[XML-SIG] Re: checking a string for well-formedness
Fredrik Lundh
fredrik@pythonware.com
Thu, 8 May 2003 11:54:57 +0200
Paul Tremblay wrote:
> import xml.parsers.expat
> parser = xml.parsers.expat.ParserCreate()
> import sys
>
> def validate(data):
> parser.Parse(data)
> try:
> parser.Parse(data)
> return 0
> except xml.parsers.expat.ExpatError:
> sys.stderr.write('tagging text will result in invalid XML\n')
> return 1
>
> data = '<doc><tag>text</tag><tag>text,</tag></doc>'
> validate(data)
>
> The function validate returns 0 in this case.

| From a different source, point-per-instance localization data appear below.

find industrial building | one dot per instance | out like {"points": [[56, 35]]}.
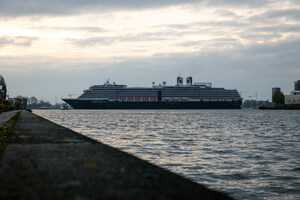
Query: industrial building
{"points": [[294, 97]]}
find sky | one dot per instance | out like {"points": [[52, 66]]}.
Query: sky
{"points": [[50, 49]]}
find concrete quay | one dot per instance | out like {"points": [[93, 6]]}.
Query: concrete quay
{"points": [[46, 161]]}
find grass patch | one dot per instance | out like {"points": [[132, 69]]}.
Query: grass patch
{"points": [[6, 131]]}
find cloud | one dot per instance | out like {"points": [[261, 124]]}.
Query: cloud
{"points": [[92, 29], [17, 41], [287, 13], [59, 7]]}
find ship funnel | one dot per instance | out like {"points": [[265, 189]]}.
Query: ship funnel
{"points": [[179, 81], [189, 81], [297, 85]]}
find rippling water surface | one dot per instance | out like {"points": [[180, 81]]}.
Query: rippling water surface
{"points": [[249, 154]]}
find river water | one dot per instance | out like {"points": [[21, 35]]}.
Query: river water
{"points": [[248, 154]]}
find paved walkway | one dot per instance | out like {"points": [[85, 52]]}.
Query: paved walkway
{"points": [[47, 161], [6, 116]]}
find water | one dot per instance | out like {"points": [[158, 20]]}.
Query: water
{"points": [[248, 154]]}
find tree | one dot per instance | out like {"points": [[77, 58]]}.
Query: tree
{"points": [[278, 97]]}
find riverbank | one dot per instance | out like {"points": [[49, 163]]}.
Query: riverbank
{"points": [[7, 122], [46, 161]]}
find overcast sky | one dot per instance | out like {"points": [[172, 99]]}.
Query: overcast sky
{"points": [[54, 48]]}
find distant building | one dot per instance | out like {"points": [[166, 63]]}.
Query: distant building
{"points": [[275, 90], [3, 90], [19, 103], [294, 97]]}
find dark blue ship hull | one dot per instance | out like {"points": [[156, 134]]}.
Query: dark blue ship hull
{"points": [[95, 104]]}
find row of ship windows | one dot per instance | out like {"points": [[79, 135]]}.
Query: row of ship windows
{"points": [[164, 96]]}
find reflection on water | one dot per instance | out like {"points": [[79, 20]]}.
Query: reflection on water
{"points": [[249, 154]]}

or raise an exception, if you don't remove the first call to
parser.Parse(data).
unfortunately, even if you remove that line, the function may
still return 0 for invalid XML snippets, e.g:
> data = '<doc><tag>text</tag><tag>text,</tag>'
to fix this, you have to tell the parser that you won't call
it again with more data:
parser.Parse(data, 1)
> However, if I try this:
>
> data = u'<doc><tag>text</tag><tag>text\u201c</tag></doc>'
>
> I get the following error:
>
> Traceback (most recent call last):
> File "/home/paul/lib/python/paul/xml/expat.py", line 50, in ?
> parser.Parse(data)
> UnicodeError: ASCII encoding error: ordinal not in range(128)
>
> Any idea what is going on here?
the parse function requires an 8-bit string, and Python defaults
to ASCII when converting Unicode to 8-bit data.
the simplest way to work around this is to convert the string to
the XML default encoding (utf-8) on the way in:
def validate(data):
try:
if isinstance(data, type(u"")):
data = data.encode("utf-8")
parser.Parse(data, 1)
return 0
except xml.parsers.expat.ExpatError:
sys.stderr.write('tagging text will result in invalid XML\n')
return 1
</F>